His 36.6 PER threatens to actually break the statistic, and he’s averaging 26 points per game and 9 assists per game with one of the 10 best turnover rates of any point guard. Oh, and he’s a point guard shooting 62% from the field. Impossibly, that actually underrates how efficient of a scorer Paul has been. His free throws and 65.5% 3-point accuracy make his True Shooting Percentage 74%. That’s just something that’s never been approached by a high-volume scorer. 65% true shooting for a 20+ point scorer happens about once every generation, and perimeter players just don’t do it. And it may be easier to rack up stats on a bad team, but it’s harder to be efficient. And Chris Paul has been uber-efficient.
Unfortunately, the Hornets are just too awful, and the fact they fired Byron Scott, didn’t tell CP3, and replaced him with their GM so they wouldn’t have to pay another coach is less than promising. The only knock on CP3 is that his defense has gone back to being pretty poor, and it’s contributed to the Hornets’ awfulness, but in a world where it would be criminal to surround such a great player with such an awful supporting cast, CP3 would be right at the top of this list.

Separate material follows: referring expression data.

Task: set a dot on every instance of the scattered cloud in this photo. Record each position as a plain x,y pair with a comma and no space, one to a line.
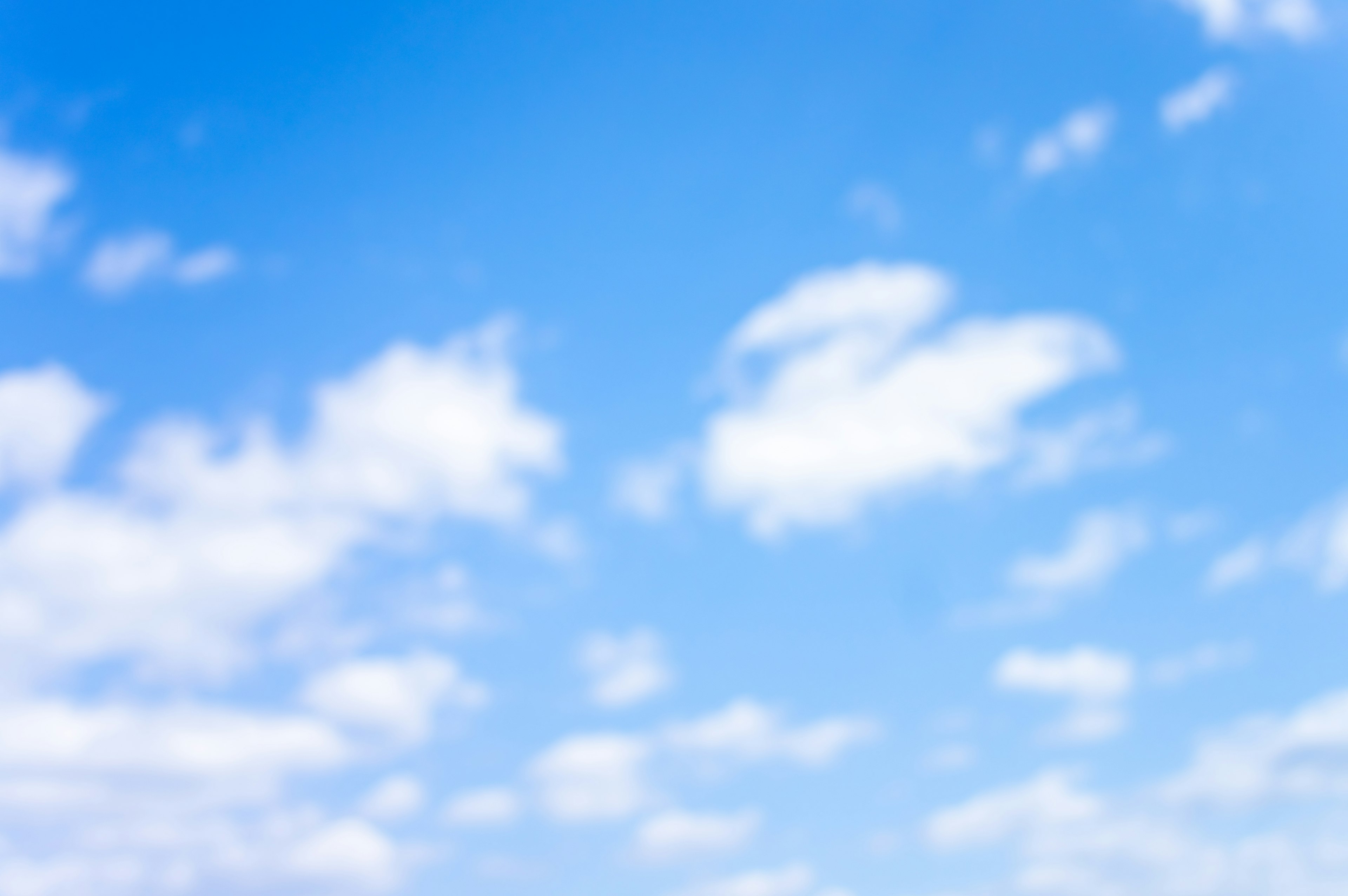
1095,681
1257,812
32,189
1199,101
393,697
875,204
747,731
45,414
1316,546
676,835
1075,141
591,778
196,544
791,880
484,808
952,758
648,488
1241,21
1099,544
394,799
1203,659
1096,547
1049,799
1099,440
119,265
862,399
625,670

10. Chris Bosh | Toronto Raptors
Another guy with absolute monster numbers on a mediocre team. Bosh’s PER of 33 is only behind CP3′s, and he’s averaging 29/11.5 with a 63% True Shooting Percentage. However, defense is the issue here as well. The Raptors have been the best offensive team in the League this season, but they’re right at the bottom of the defensive efficiency rankings. I’m a little harder on Bosh than I am on CP3 because power forwards have a lot more defensive responsibility than point guards, and Bosh clearly isn’t getting the job done on that end. But if either Bosh or Paul’s teams can find a way to support their stars by getting some stops, they’ll skyrocket up these rankings.